This article was published in the May/June 2021 issues of LDS Living and republished on the LDS Living website on May 19, 2021.
As I wrote the book Real vs. Rumor: How to Dispel Latter-day Myths, I evaluated popular stories and quotations that circulate in Latter-day Saint talks, lessons, and social media posts. Some turned out to be real, and others—not so much. Tracing the source of a statement commonly attributed to President Gordon B. Hinckley’s wife, Sister Marjorie Pay Hinckley, proved to be an adventure with a surprising destination. Here is the quotation in question:
I don’t want to drive up to the pearly gates in a shiny sports car, wearing beautifully tailored clothes, my hair expertly coiffed, and with long, perfectly manicured fingernails. I want to drive up in a station wagon that has mud on the wheels from taking kids to scout camp. I want to be there with a smudge of peanut butter on my shirt from making sandwiches for a sick neighbor’s children. I want to be there with a little dirt under my fingernails from helping to weed someone’s garden. I want to be there with children’s sticky kisses on my cheeks and the tears of a friend on my shoulder. I want the Lord to know I was really here, and that I really lived.
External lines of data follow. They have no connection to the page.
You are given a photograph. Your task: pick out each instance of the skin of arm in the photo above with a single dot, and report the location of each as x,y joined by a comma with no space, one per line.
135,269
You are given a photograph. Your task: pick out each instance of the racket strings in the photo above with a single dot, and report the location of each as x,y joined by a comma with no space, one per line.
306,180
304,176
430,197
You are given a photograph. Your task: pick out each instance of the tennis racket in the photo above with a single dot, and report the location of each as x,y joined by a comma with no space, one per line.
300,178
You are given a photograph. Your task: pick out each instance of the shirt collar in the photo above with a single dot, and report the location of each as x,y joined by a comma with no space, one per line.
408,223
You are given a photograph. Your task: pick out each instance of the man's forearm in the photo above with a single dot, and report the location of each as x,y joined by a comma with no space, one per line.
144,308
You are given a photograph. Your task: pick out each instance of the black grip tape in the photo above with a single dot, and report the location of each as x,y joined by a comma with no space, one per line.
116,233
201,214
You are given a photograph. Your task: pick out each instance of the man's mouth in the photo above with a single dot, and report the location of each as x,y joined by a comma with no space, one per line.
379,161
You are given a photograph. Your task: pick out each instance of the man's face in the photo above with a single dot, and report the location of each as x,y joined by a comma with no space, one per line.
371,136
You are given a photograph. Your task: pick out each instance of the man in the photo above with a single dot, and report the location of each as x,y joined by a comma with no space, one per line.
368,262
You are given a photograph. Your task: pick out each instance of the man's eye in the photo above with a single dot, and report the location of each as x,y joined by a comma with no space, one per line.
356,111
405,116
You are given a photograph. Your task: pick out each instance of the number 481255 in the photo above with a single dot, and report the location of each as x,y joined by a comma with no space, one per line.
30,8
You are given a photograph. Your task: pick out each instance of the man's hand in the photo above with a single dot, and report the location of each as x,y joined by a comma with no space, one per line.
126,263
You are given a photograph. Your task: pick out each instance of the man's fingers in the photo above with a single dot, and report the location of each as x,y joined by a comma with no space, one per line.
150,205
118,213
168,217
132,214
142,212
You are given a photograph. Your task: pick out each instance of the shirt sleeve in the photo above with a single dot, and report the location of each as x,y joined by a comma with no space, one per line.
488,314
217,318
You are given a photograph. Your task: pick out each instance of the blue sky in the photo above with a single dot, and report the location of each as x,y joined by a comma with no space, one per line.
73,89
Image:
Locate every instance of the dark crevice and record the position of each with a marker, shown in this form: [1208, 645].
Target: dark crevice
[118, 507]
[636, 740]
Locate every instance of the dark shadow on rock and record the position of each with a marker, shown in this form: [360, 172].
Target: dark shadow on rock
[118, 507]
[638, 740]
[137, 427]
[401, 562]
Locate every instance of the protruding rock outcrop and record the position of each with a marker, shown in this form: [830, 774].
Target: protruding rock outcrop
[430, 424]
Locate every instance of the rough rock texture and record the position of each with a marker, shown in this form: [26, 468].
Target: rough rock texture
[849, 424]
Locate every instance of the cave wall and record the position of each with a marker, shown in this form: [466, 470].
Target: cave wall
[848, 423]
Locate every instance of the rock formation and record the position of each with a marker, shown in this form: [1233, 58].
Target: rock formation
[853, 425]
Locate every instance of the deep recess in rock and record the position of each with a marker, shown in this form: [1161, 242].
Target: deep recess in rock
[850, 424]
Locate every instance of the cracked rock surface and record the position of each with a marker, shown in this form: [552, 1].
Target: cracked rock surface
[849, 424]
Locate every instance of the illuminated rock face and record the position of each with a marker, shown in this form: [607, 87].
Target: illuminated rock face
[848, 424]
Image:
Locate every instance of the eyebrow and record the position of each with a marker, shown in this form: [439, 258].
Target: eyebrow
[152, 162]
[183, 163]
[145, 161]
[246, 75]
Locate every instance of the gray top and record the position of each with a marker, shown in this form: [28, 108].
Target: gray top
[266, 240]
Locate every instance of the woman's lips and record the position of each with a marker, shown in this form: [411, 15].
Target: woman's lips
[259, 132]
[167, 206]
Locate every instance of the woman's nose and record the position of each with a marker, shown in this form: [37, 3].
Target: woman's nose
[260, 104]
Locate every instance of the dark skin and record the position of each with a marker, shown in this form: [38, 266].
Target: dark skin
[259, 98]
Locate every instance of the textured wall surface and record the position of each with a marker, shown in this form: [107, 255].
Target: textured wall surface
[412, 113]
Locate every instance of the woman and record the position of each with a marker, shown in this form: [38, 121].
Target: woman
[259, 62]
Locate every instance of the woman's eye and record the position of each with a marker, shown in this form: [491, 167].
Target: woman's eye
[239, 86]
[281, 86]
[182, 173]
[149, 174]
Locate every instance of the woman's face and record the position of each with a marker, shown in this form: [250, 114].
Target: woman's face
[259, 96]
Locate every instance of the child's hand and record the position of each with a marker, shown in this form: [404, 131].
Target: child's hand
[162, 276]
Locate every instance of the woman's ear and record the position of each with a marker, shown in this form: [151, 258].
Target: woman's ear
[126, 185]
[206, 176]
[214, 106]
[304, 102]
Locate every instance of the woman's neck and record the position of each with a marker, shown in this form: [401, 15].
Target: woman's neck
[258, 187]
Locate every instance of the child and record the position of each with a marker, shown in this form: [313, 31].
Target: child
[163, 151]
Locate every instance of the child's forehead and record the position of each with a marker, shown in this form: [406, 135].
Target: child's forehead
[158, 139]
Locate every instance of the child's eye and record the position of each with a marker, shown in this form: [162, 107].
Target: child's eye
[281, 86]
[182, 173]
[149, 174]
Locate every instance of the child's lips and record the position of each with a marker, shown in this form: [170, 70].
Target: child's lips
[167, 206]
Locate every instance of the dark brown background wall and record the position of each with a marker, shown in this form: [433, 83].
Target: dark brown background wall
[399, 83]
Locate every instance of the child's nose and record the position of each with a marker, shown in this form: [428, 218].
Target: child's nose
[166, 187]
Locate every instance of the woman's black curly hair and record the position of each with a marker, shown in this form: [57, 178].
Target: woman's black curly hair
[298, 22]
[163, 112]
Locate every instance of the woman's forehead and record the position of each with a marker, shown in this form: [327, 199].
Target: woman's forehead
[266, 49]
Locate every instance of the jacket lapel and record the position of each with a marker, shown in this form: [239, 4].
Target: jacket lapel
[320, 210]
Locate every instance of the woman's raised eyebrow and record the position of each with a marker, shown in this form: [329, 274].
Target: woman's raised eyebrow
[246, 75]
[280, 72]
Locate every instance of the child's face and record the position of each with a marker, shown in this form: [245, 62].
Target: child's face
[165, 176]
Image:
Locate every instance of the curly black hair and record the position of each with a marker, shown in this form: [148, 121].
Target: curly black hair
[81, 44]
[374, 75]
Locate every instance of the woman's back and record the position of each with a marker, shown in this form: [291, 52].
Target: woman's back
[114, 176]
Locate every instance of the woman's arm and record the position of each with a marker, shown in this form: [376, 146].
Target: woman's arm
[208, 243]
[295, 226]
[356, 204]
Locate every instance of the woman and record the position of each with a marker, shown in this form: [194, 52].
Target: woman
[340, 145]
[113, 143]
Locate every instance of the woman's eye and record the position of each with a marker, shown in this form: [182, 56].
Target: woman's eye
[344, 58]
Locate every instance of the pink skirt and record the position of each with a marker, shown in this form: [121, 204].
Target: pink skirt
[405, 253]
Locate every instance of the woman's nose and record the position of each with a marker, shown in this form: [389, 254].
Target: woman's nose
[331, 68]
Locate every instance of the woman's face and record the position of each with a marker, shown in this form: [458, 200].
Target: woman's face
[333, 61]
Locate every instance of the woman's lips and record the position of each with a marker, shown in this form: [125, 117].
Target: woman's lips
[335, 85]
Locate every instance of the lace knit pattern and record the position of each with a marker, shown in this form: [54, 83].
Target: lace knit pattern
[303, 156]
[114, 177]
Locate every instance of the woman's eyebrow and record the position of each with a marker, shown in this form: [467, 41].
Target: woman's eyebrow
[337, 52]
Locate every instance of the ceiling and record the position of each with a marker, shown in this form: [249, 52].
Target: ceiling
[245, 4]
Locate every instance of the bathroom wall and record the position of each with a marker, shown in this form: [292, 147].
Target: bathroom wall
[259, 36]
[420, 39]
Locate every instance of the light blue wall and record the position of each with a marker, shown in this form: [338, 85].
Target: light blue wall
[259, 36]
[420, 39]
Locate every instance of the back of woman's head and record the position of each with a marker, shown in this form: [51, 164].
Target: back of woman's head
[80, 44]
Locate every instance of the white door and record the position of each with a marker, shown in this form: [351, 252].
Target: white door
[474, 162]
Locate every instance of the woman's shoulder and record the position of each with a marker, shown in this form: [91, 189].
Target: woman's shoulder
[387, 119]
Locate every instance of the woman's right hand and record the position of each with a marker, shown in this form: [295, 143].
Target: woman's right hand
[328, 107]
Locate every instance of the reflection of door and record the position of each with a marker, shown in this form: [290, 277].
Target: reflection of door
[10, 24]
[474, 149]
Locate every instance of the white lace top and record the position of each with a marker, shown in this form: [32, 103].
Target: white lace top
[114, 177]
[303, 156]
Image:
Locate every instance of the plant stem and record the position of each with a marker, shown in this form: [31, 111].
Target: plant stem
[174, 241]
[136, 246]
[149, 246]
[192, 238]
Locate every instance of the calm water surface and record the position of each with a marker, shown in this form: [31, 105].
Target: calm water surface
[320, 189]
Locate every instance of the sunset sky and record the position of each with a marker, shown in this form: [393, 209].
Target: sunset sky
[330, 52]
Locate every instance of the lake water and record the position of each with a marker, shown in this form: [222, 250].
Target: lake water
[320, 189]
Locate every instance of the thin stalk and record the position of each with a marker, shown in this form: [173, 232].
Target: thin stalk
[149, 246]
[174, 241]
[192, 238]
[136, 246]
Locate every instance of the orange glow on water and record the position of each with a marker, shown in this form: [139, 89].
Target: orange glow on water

A quick internet search will yield a plethora of results that attribute these words to Sister Hinckley; it took quite a bit of digging, however, to discover the surprising history of this clever and inspirational prose.
The Search Begins
By entering the words “Marjorie Hinckley,” “pearly gates,” and “peanut butter” into the internet search bar, I got thousands of hits on websites, blogs, and social media accounts. The top two links were for the website Goodreads, which isn’t a great place to end a search because it is an aggregated site where everything is copied from somewhere else. Neither page provided an original source for the quotation—only the simple attribution of Sister Hinckley’s name. The other thing that caught my eye on the pages were two basic grammatical errors.1 Every proper quotation should contain four elements—an author, the exact words, the original setting, and the source. Goodreads presented an author, but grammatical errors made the wording suspicious and it lacked an original setting and source.
Going Inside Sister Hinckley’s Publications
As I continued to search, the quotation appeared everywhere. People turned the text into cute posts, pins, and handouts with eye-catching fonts and graphics. Many added a picture of Sister Hinckley. Others added photographs of charming children or mindful mothers. The vast majority simply copied the words and repeated the same incomplete attribution from Goodreads.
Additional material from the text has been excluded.